Saturday, March 25, 2006

Joseph Massad on the Lobby Canard

I view Joseph Massad as a symbol of the double-standards in place in Middle Eastern Studies departments. The man has constructed what amounts to a theology on Israel, Israeli society and Zionism, apparently with little knowledge of Hebrew and very little inside understanding of Israel. How this guy has the balls to preach about such complex matters as Israeli ethnic-relations is beyond me. I guess what matters most for Massad and his ilk is their grand theory or whatever cause they're fighting for.

Having said all that, I have to admit that I was almost pleasantly surprised by Massad's latest piece in the Egyptian Al-Ahram Weekly. Massad sees past the ludicrous obsession of the western left and the Arab world with the Jewish Lobby and sets the record straight: America backs Israel because it is in its own "evil" interest to do so, not because of some omnipotent evil Jewish Lobby that prevents the good "real" Americans from doing what is right. Massad even points out that America spends far more on its American bases in the Arab world and in the rest of the world than it contributes in aid to Israel. He even attacks American State Department Arabists, whom he accuses of using the spectre of the "Jewish Lobby" as a lame excuse to their Arab dictator friends. There's lots more in the article, and it definitely deserves to be read. Here's an excerpt:

Joseph Massad, "Blaming the Lobby," Al-Ahram Weekly 23 - 29 March 2006, Issue No. 787.

http://weekly.ahram.org.eg/2006/787/op35.htm

[...]

"AIPAC is indeed powerful insofar as it pushes for policies that accord with US interests and that are resonant with the reigning US imperial ideology. The power of the pro-Israel lobby, whether in Congress or on campuses among university administrators, or policy-makers is not based solely on their organisational skills or ideological uniformity. In no small measure, anti-Semitic attitudes in Congress (and among university administrators) play a role in believing the lobby's (and its enemies') exaggerated claims about its actual power, resulting in their towing the line. But even if this were true, one could argue, it would not matter whether the lobby has real or imagined power. For as long as Congress and policy-makers (and university administrators) believe it does, it will remain effective and powerful. I of course concede this point.

What then would have been different in US policy in the Middle East absent Israel and its powerful lobby? The answer in short is: the details and intensity but not the direction, content, or impact of such policies.

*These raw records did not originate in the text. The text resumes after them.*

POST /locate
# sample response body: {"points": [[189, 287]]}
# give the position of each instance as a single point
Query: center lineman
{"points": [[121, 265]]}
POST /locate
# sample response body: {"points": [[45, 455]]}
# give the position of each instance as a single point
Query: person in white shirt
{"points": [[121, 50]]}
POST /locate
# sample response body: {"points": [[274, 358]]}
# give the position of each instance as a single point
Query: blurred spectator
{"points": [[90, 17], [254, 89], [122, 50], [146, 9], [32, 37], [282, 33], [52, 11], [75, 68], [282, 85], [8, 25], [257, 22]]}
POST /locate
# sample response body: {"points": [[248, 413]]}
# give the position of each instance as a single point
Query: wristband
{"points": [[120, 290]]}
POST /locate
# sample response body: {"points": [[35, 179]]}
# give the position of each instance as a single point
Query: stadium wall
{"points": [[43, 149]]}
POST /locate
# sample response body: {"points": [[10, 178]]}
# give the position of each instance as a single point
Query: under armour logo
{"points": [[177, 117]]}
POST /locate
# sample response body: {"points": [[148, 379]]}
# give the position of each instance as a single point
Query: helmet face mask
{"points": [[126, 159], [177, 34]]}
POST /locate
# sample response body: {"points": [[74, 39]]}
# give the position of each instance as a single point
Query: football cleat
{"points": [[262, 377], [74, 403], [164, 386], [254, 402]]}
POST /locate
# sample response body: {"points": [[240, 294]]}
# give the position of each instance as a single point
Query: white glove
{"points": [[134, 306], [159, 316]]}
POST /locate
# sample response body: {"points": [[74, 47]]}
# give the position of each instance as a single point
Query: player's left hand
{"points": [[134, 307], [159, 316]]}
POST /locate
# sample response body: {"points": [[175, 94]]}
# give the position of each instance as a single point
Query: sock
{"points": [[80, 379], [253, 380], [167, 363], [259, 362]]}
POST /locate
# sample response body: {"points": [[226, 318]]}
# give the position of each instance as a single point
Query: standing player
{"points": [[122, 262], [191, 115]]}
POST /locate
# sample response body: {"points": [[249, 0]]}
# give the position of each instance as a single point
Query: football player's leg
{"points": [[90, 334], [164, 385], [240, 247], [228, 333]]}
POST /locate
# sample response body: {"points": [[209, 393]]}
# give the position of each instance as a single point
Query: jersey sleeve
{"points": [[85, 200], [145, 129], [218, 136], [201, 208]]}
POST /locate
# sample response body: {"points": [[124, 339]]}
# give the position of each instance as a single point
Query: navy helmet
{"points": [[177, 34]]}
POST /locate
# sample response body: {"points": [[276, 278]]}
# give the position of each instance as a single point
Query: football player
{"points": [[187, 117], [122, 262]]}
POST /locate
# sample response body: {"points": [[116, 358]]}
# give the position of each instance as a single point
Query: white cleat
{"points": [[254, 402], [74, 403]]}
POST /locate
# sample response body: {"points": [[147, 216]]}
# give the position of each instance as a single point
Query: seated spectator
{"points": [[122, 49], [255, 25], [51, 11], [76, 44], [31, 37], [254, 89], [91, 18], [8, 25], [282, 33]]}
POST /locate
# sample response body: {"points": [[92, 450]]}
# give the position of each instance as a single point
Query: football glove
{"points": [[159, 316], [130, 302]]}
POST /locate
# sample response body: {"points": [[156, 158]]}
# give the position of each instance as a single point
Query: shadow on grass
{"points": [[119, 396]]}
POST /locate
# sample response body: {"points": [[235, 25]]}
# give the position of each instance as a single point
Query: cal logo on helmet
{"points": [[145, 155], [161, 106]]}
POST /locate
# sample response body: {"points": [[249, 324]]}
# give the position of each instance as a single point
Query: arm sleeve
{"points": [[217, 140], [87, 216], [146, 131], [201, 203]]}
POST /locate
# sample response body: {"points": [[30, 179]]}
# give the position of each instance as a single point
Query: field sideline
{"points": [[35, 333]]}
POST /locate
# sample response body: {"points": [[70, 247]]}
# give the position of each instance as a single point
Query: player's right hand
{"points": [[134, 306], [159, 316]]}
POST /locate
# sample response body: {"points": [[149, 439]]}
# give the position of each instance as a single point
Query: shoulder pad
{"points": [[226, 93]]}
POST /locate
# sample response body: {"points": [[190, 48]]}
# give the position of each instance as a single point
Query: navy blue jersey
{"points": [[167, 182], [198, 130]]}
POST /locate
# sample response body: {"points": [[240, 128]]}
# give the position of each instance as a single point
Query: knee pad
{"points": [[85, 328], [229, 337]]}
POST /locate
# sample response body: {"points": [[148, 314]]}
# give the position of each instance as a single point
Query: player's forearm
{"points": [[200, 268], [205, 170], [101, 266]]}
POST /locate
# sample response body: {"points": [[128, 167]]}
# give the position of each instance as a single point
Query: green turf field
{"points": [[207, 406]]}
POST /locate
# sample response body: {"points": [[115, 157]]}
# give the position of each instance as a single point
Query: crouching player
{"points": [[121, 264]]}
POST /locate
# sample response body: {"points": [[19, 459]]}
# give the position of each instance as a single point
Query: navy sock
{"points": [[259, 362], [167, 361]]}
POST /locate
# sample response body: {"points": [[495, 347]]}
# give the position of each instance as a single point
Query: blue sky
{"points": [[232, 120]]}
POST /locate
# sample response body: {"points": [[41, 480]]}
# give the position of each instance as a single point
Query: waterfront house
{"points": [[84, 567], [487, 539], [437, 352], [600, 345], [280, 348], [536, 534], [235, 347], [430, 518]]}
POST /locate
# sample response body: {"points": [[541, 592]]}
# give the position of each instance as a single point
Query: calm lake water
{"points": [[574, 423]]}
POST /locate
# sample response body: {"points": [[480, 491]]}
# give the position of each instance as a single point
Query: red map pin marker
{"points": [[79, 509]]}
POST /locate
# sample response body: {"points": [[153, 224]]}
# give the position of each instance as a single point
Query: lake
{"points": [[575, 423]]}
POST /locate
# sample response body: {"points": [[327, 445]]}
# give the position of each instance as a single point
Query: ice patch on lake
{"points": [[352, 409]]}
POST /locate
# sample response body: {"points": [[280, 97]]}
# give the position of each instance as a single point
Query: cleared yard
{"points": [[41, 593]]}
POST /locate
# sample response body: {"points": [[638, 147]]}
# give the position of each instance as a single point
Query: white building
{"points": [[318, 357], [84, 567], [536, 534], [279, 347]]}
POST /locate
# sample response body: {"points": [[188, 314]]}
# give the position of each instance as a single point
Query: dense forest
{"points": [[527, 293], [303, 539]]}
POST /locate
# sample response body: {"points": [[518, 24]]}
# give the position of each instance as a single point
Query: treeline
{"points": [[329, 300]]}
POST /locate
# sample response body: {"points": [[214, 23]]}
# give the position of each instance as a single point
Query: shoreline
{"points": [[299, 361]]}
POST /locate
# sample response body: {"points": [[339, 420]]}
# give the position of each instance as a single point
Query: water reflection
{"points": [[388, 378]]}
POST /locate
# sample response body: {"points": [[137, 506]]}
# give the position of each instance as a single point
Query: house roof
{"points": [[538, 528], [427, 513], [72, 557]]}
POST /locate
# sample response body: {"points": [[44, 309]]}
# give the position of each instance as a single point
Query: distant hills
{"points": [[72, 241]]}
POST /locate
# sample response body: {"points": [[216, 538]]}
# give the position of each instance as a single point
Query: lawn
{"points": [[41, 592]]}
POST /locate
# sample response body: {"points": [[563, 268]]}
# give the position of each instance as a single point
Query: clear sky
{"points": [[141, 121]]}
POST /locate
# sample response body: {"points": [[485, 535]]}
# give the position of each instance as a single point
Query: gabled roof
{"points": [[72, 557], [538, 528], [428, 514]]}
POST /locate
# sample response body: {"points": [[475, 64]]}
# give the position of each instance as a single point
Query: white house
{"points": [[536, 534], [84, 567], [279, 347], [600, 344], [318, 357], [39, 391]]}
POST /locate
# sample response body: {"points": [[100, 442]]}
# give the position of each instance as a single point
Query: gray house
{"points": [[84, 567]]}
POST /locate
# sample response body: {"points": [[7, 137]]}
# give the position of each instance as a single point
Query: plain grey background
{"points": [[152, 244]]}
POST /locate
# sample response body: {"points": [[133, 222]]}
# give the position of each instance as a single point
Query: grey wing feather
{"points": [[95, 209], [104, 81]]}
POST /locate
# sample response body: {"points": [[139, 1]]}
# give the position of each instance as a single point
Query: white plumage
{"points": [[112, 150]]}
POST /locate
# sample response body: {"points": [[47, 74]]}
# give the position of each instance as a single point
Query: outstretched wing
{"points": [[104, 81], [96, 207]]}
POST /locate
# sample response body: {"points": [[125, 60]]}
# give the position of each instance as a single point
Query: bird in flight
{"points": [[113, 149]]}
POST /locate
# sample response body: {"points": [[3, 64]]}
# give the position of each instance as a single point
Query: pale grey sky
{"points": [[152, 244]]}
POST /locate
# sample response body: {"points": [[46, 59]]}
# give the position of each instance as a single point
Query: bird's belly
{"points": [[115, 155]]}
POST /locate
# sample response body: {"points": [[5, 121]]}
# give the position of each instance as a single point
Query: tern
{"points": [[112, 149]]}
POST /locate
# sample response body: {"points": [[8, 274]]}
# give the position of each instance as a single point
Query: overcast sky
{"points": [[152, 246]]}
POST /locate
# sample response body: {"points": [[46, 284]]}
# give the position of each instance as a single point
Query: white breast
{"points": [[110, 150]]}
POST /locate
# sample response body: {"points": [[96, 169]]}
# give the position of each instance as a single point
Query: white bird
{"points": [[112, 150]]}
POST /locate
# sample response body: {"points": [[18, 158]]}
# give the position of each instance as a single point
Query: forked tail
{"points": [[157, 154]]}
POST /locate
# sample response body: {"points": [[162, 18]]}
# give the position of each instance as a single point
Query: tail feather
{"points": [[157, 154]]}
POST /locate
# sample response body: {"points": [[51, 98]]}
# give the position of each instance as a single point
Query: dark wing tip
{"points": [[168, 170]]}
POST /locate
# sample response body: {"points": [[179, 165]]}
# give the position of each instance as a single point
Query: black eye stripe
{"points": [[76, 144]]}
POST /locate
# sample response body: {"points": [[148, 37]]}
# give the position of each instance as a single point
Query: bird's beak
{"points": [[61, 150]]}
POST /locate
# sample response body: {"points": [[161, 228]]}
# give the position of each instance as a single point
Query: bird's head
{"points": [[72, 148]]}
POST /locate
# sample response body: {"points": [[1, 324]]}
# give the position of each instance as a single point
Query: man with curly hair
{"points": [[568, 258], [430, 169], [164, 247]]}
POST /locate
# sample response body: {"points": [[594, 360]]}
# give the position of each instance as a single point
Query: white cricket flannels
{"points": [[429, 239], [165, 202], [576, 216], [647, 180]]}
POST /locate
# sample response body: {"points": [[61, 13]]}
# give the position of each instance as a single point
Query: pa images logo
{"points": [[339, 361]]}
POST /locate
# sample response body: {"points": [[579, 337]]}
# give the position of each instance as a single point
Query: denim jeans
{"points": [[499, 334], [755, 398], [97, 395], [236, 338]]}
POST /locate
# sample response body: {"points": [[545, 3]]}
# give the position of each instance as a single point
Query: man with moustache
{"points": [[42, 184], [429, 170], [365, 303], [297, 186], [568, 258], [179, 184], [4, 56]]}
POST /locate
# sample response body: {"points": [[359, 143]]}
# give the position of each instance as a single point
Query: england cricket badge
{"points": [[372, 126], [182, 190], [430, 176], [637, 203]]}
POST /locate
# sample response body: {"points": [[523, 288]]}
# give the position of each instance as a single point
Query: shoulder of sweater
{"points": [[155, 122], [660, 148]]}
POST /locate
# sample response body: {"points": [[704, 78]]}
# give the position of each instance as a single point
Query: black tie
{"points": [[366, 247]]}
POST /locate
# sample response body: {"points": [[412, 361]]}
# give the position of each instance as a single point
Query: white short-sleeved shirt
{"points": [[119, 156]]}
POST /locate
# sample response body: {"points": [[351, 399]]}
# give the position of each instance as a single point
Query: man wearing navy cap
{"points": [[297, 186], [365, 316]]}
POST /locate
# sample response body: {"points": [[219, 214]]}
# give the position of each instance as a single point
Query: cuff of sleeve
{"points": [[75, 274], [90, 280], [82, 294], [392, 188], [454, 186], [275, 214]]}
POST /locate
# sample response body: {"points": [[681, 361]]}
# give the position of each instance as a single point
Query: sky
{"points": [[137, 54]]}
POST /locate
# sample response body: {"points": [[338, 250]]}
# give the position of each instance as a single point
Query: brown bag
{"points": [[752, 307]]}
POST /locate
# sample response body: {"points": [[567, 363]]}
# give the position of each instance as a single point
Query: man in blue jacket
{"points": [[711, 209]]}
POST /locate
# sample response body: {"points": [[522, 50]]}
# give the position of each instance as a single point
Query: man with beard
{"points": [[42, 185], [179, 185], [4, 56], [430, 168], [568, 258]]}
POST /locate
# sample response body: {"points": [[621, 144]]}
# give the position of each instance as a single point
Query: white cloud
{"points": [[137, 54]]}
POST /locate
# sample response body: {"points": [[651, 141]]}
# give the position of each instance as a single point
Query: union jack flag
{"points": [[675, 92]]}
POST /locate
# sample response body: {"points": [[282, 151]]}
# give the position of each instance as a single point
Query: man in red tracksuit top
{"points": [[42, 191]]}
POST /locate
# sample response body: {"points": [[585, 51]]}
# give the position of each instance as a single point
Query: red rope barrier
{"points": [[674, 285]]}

Is the pro- Israel lobby extremely powerful in the United States? As someone who has been facing the full brunt of their power for the last three years through their formidable influence on my own university and their attempts to get me fired, I answer with a resounding yes. Are they primarily responsible for US policies towards the Palestinians and the Arab world? Absolutely not. The United States is opposed in the Arab world as elsewhere because it has pursued and continues to pursue policies that are inimical to the interests of most people in these countries and are only beneficial to its own interests and to the minority regimes in the region that serve those interests, including Israel. Absent these policies, and not the pro-Israel lobby which supports them, the United States should expect a change in its standing among Arabs. Short of that, the United States will have to continue its policies in the region that have wreaked, and continue to wreak, havoc on the majority of Arabs and not expect that the Arab people will like it in return."